The clearest link is the board “interlocks.” RISC and the CCA share two founding members in Kallie Jurgens and Tom DePatie. Former CCA President Jurgens and CCA Steering Committee member DePatie were both founding members of RISC. DePatie has served on the RISC Board and the CCA Steering Committee since both groups were founded to the present day.

So has Kallie Jurgens, who also sits on the RISC Foundation Board, the 501(c)(3) group RISC formed so it could accept tax-deductible gifts and foundation grants. And she does all this while claiming to be a permanent resident of Florida!

There was a third interlock – Martha Hosp – but she disappeared from the RISC board at around the same time her husband Richard, part of the CCA’s 2008 Town Council slate, was excommunicated by the CCA.

These links go back to the beginnings of both the CCA and RISC, when it was known as the Rhode Island Shoreline Coalition. Back then, RISC’s top two priorities were (1) the right to vote in town elections for rich out-of-state property owners and (2) screw the Narragansett Tribe.

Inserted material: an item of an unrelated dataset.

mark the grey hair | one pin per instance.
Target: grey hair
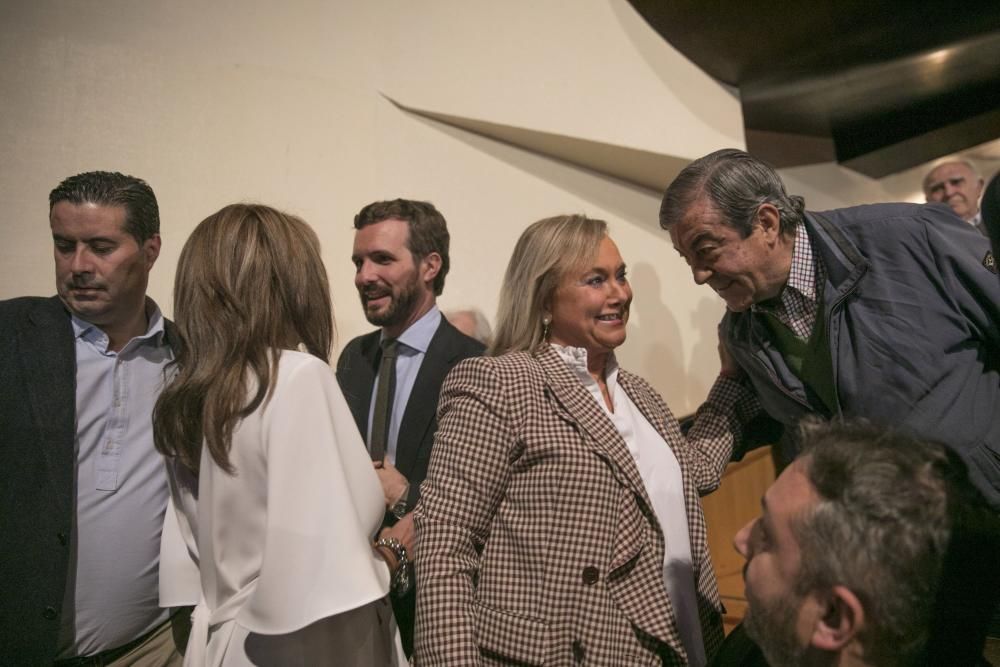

Since then, RISC has expanded its agenda to include broad advocacy for the rich, great disdain for the poor and a seething hatred for labor unions, Democrats, progressives and – if you look hard enough – cats.

In its earlier days, the CCA also embraced RISC’s interest in voting rights for absentee property owners. The CCA even endorsed former state Representative Matt McHugh when he ran against Rep. Donna Walsh in 2008.

McHugh emphasized his career-long support for out-of-stater’s voting rights at the CCA’s August 2008 candidates’ forum, clinching his CCA endorsement. He was RISC’s long-time champion in the General Assembly on this important justice issue for the rich.


Dan Slattery - former CCA prez. Current Town Council VP

Present Town Council Vice-President Dan Slattery, then the CCA’s President, wrote the endorsement letter.

Finally, if you go on the CCA website and go to links for Organizations, there you’ll find they link to RISC. Also to CCA’s anti-wind proxy group, Ill Wind RI.

CCA’s affections last long and die hard – they even maintain a link to Governor Donald Carcieri (I wonder if they realize that when you click on it, it takes you to Governor Lincoln Chafee, not to the Donald’s new home in Florida).

Now, unless you are a fan of inside baseball politics, who cares about which organizations are linked? That’s a fair question because most people are more concerned about what organizations do and what they stand for, not who they hang out with. And sometimes talk of these associations is used to distract people’s attention from important issues, like fair taxes, environmental quality, affordable housing and honest, transparent government.

RISC and CCA grew up together and share leaders, but more importantly, they also share agendas – like favoring rich absentee property owners over families who send their kids to local schools or need an affordable place to live. Or senior citizens' housing. Or the public’s need for decent public facilities (e.g. firehouses and beach toilets). Or whether to wall off Charlestown as an enclave for the privileged.